Port des Barques

Port des Barques

lundi 13 mars 2017

Ahmed -Tidjani Cissé une voix de Guinée


         Monsieur Robert

         Un jour Monsieur Robert, je vous inviterai dans mon village
         Là-bas votre tête couverte de fibre de kapok*,
         votre visage émacié, votre regard incolore
         votre sourire sans luminosité
         votre bouche tordue
         votre désespoir rigide et solitaire
         votre attente quotidienne de la mort ...
         tiendront compagnie à Grand-père Moussa
         dont la sagesse régit la concession des Camara.
         Vous ne serez jamais seul Monsieur Robert.
         Il y aura à vos cotés Grand'mère Fatoumata
         qui n'a plus qu'une dent
         et qui mâche de la poudre de cola tout le temps.
         Il y aura tous les enfants du village
         à qui vous raconterez des histoires du loup et du renard.
         Au moment des semailles vous danserez
         au son du tam-tam qui exhorte la daba
         à batailler la terre pour y installer
         le berceau de la prochaine récolte de riz.
         Il n'y a pas d'hospice dans mon village Monsieur Robert.
         Il y a des cases pour tout le monde.
         il n'y a pas de contrôle de carte de séjour
         ni pour ceux qui vivent dans le village
         ni pour les voyageurs qui s'abreuvent sous
         les orangers lorsque l'ombre du marcheur se raccourcit
         et se confond avec le corps en mouvement.
         Tous les matins avant que la rosée ne s'évapore
         Grand'mère Fatoumata vous enduira le corps
         avec du beurre de karité* qui donne du velouté à la peau
         Tous les soirs vous assisterez au spectacle
         de l'étreinte du crépuscule et du clair de lune
         Je sais que vous en avez marre
         de passer de votre chambre au réfectoire
         du réfectoire à la salle de jeu
         de la salle de jeu à votre chambre
         de votre chambre au mouroir...
         Je sais que votre fils ne vient plus vous voir
         vous me dites que vos petits-enfants ne vous connaissent pas
         Dans mon village vous ne serez pas seul
         Vous ne serez jamais seul Monsieur Robert.
         On vous appellera Tanou Robert
         Quand un enfant aura reçu une fessée
         il viendra pleurer sur vos genoux.
         Vous le prendrez sur votre cœur
         et il cessera de sangloter.
         Il n'y a pas de grandes maisons massues et grises dans mon village.
         Il y a le vert feuillage des manguiers.
         Il y a le fromager* protecteur du village
         Il n'y a pas de lampadaires
         pour éclairer les sentiers
         Il y a des lucioles pour guider le pas
         du promeneur quand la nuit est profonde.
         Il n'y a pas de croissant au beurre.
         Il n'y a pas le tumulte des samedis soirs
         Il y a le chant du grillon
         Il y a le kinkéliba*, il y a la papaye, il y a la goyave
         Un jour Monsieur Robert je vous inviterai dans mon village.
         Vous verrez que là-bas les jours qui passent
         ne sont pas la répétition des jours passés
         Ne pleurez pas Monsieur Robert
         je viendrai vous voir mercredi après-midi.
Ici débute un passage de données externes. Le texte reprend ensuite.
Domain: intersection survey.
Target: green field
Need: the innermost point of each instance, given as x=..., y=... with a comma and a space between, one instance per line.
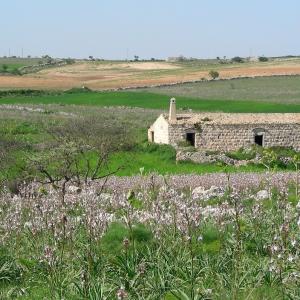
x=153, y=101
x=274, y=89
x=16, y=63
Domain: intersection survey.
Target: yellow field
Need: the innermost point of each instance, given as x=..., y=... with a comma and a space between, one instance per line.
x=111, y=75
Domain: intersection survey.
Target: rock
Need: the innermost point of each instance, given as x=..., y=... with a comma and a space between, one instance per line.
x=262, y=195
x=74, y=189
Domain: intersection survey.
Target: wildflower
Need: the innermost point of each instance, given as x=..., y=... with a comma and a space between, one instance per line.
x=122, y=294
x=126, y=243
x=290, y=258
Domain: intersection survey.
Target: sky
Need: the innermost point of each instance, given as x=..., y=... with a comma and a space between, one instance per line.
x=120, y=29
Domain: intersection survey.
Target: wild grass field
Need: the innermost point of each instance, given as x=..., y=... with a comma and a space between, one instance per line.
x=151, y=100
x=103, y=75
x=90, y=210
x=282, y=89
x=16, y=63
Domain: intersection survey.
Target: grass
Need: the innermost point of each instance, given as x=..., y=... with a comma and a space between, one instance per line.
x=16, y=63
x=271, y=89
x=161, y=160
x=153, y=101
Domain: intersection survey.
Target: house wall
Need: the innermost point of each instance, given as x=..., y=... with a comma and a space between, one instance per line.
x=161, y=131
x=230, y=137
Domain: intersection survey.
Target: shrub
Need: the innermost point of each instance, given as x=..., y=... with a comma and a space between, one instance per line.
x=214, y=74
x=242, y=154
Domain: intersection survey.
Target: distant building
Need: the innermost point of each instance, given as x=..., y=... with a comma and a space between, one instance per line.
x=223, y=131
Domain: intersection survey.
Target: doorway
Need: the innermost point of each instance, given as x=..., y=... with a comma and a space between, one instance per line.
x=259, y=139
x=152, y=136
x=190, y=138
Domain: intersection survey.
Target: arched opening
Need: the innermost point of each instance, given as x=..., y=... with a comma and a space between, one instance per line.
x=259, y=136
x=259, y=139
x=190, y=137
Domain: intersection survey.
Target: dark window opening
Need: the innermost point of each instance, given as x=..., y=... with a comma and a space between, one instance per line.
x=152, y=136
x=259, y=139
x=190, y=137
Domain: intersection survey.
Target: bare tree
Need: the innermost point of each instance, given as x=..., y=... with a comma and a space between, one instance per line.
x=78, y=152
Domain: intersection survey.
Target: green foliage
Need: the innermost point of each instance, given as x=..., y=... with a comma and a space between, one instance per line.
x=214, y=74
x=242, y=154
x=112, y=241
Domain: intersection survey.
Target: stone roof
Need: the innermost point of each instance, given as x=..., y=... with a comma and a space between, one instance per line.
x=236, y=118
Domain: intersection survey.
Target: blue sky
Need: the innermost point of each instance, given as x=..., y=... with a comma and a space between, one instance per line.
x=153, y=28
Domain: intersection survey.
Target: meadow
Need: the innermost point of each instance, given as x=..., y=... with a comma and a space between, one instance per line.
x=155, y=241
x=281, y=89
x=106, y=75
x=90, y=210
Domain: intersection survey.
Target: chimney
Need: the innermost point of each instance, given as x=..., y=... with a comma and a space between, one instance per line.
x=172, y=113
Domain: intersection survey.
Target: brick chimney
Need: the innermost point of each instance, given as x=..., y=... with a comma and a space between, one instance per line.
x=172, y=113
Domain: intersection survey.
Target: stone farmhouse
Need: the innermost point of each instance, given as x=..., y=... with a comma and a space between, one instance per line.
x=226, y=131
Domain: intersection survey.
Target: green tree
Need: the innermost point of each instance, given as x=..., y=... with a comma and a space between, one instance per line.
x=214, y=74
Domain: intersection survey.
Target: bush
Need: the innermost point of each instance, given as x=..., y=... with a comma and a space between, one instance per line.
x=214, y=74
x=242, y=154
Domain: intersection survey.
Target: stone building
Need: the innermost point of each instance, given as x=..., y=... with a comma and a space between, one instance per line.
x=224, y=131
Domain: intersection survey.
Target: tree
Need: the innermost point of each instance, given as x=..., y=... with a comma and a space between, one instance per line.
x=214, y=74
x=78, y=153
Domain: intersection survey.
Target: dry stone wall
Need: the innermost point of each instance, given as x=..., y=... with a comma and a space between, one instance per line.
x=226, y=137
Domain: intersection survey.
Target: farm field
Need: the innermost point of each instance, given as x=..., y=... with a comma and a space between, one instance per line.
x=283, y=89
x=119, y=74
x=16, y=63
x=90, y=210
x=150, y=100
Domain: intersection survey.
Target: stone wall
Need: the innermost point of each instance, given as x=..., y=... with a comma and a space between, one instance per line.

         in Anthologie de la poésie négro-africaine, Anne-Marie Gey, NEA/EDICEF, 1986,
         p.p.90/91/92
        
*kapok: duvet blanc très fin qui entoure les graines d'un très grand arbre, qui s'envole quand s'ouvrent les coques du fruit.
*fromager: arbre majestueux, qui produit le kapok.
*karité: arbre de la zone soudanaise dont les graines fournissent une matière grasse comestible que l'on appelle "beurre de karité", utilisée également pour les soins de la peau.
*kinkéliba: plante dont on fait des tisanes et dont les graines torréfiées peuvent donner une boisson proche du café.

Cette voix chaleureuse et émouvante est celle de Ahmed -Tidjani Cissé, écrivain guinéen, né en 1941 dans le village de Kongolia en Basse-Guinée. La vie contemplative en brousse, les couchers de soleils, les levers de lune, le nom des arbres réveillent en moi les souvenirs d'une enfance tropicale, aux Antilles. Il est vrai que nous sommes nés la même année, moi, dans une île qui venait d'être promue "département", lui, dans une ancienne colonie française.